Paradigm

How to Raise the Gas Limit, Part 1: State Growth

Mar 04, 2024 | Storm Slivkoff, Georgios Konstantopoulos

Contents

State growth and its relationship to Ethereum’s gas limit are widely misunderstood. It is commonly believed that state growth is Ethereum’s primary scaling bottleneck. However, discussions of state growth are often held back by imprecise terminology and a lack of detailed quantitative evidence.

Embracing a data-driven approach brings significant clarity to the state growth issue. In this article we leverage high-resolution datasets to understand the size and shape of state growth. In doing so, we reach the surprising conclusion that modern consumer hardware can sustain current rates of state growth for at least a decade. Furthermore, this runway is likely to be extended indefinitely by upcoming improvements to software and hardware.

We believe that Ethereum has a clear roadmap toward 1) complete elimination of state growth as a scaling bottleneck and 2) raising the gas limit to a level that supports a global-scale decentralized financial system. The goal of this blogpost series is to develop a scientific approach for understanding and enacting this scaling roadmap.

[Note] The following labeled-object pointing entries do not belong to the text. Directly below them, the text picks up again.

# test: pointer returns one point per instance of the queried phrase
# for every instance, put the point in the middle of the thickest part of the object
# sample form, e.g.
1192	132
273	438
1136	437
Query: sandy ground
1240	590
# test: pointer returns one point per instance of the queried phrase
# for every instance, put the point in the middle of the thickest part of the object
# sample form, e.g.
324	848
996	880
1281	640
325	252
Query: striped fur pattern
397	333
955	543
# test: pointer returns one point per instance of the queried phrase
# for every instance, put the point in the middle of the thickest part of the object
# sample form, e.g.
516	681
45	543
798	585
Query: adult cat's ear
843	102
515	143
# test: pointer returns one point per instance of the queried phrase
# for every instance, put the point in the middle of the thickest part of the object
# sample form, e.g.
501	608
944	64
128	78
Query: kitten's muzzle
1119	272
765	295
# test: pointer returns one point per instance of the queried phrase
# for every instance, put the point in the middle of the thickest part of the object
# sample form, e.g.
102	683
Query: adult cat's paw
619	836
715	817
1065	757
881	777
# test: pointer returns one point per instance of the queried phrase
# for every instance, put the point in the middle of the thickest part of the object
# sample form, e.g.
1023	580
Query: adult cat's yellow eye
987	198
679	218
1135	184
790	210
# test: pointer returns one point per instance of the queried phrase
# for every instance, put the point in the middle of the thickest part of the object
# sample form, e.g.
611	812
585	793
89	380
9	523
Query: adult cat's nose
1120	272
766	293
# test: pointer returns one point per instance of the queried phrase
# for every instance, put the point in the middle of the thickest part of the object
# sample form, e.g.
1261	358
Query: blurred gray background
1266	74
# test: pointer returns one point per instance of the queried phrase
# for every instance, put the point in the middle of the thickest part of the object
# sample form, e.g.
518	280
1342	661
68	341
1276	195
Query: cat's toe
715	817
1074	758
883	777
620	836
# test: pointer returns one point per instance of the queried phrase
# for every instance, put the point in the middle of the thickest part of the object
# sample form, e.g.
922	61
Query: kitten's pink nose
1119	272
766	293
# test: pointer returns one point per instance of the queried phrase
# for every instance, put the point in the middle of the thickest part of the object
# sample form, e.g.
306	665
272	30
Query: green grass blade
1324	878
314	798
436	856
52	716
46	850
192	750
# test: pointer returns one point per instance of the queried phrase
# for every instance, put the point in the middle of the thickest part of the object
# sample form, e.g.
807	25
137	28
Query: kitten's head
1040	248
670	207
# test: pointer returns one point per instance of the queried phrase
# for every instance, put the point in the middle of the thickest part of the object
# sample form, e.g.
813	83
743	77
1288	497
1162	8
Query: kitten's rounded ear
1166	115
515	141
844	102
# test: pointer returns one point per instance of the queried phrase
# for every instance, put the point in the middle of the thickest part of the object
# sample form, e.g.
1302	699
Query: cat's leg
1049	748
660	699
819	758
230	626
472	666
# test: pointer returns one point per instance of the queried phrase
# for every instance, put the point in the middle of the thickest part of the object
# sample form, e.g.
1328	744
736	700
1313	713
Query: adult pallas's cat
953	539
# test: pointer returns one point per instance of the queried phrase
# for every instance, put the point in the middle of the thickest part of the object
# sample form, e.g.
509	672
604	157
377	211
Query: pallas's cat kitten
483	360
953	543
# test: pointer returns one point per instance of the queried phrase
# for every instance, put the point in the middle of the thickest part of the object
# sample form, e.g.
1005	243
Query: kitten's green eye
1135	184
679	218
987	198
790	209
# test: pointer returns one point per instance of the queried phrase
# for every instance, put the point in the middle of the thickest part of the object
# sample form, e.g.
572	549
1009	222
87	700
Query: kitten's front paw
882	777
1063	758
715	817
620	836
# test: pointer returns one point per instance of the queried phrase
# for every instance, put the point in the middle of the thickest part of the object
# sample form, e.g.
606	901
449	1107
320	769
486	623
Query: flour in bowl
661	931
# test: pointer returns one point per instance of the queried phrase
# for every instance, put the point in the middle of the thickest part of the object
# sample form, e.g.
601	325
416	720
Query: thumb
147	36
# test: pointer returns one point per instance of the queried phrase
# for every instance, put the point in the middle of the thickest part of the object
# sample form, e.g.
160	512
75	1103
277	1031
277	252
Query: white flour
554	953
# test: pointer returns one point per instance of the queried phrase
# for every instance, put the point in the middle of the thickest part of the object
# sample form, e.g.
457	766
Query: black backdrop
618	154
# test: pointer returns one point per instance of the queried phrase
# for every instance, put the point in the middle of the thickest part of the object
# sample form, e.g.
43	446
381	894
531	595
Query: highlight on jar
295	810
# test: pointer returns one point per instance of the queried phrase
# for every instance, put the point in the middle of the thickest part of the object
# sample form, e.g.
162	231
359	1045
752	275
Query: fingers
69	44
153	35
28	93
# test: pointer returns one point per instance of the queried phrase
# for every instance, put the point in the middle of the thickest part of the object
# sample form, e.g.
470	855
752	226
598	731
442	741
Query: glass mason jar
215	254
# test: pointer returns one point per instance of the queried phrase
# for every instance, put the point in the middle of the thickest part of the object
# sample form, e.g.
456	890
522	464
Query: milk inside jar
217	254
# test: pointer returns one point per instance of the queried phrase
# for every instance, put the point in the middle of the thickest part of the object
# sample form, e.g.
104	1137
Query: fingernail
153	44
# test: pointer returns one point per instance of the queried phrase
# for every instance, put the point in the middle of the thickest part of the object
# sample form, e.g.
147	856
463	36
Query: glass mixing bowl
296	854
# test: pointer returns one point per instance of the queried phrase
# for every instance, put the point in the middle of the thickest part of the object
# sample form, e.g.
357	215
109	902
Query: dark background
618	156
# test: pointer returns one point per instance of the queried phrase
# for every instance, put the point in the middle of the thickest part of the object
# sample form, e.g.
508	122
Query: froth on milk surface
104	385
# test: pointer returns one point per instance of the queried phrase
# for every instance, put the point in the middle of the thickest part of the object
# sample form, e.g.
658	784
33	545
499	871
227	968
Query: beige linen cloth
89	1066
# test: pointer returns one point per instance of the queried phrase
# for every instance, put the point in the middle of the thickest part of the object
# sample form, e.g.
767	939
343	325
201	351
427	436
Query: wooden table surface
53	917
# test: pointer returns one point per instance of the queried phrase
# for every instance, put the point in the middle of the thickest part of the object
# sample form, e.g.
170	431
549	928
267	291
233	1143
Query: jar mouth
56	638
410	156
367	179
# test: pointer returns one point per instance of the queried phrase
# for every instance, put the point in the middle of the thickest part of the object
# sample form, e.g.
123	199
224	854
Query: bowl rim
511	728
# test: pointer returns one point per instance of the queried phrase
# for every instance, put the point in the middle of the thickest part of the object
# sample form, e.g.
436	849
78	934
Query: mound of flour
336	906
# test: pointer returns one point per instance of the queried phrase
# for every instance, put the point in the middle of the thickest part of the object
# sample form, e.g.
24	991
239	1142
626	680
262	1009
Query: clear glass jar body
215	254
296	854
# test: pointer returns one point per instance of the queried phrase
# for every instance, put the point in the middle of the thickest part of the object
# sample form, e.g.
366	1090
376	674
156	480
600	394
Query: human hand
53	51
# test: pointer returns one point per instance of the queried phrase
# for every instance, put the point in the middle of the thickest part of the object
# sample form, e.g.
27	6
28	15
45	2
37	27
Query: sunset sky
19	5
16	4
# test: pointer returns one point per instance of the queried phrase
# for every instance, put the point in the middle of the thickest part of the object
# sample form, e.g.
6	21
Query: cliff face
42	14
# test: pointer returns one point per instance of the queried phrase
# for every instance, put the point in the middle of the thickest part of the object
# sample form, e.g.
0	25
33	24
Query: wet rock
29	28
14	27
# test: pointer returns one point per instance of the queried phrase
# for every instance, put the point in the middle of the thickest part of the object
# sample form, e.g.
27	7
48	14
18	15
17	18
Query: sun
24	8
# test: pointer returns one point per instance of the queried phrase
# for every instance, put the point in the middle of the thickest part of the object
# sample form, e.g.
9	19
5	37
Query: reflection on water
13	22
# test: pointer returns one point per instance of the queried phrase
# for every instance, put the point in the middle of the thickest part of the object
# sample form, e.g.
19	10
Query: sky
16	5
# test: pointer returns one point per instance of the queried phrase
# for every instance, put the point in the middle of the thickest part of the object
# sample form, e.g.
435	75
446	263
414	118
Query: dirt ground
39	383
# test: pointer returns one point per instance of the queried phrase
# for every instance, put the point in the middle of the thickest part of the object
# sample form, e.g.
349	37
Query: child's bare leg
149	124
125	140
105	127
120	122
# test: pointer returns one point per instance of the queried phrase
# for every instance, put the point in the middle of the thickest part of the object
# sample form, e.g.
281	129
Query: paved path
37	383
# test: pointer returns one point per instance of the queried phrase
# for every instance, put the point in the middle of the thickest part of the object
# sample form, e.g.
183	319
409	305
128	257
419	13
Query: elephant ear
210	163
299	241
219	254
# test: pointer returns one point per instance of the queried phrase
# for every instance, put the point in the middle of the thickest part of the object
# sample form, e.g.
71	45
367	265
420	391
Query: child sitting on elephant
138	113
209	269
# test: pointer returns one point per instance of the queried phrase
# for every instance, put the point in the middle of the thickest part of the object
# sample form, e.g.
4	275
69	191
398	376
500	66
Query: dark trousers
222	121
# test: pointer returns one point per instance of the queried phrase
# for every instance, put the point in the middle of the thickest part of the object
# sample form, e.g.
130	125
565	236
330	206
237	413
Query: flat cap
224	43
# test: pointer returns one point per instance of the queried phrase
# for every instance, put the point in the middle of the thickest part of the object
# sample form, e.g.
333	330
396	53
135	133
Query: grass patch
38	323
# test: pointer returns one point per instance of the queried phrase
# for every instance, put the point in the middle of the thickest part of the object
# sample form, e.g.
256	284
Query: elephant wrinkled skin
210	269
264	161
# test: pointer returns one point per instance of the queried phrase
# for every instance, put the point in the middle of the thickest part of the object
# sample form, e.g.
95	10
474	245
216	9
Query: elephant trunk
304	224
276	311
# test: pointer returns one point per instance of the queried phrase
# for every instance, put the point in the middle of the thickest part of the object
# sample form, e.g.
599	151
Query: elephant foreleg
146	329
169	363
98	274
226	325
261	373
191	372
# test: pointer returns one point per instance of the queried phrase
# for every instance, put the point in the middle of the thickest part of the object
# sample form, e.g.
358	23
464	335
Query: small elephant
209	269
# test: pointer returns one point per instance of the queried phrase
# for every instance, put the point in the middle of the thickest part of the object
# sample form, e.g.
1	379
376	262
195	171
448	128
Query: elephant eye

This article is part 1 in a blogpost series about Ethereum scaling. Part 1 is about state growth, part 2 is about history growth, part 3 is about state access, and part 4 is about the gas limit.

What is state growth?

The term “state growth” is commonly used as a catch-all for any Ethereum scaling bottleneck where data size exceeds the capacity of Ethereum node hardware. However, state growth should not be thought of in this monolithic way. There are multiple types of Ethereum data, each with its own relationship to a node’s underlying hardware components. It is thus crucial to use precise terminology that disentangles each distinct scaling bottleneck.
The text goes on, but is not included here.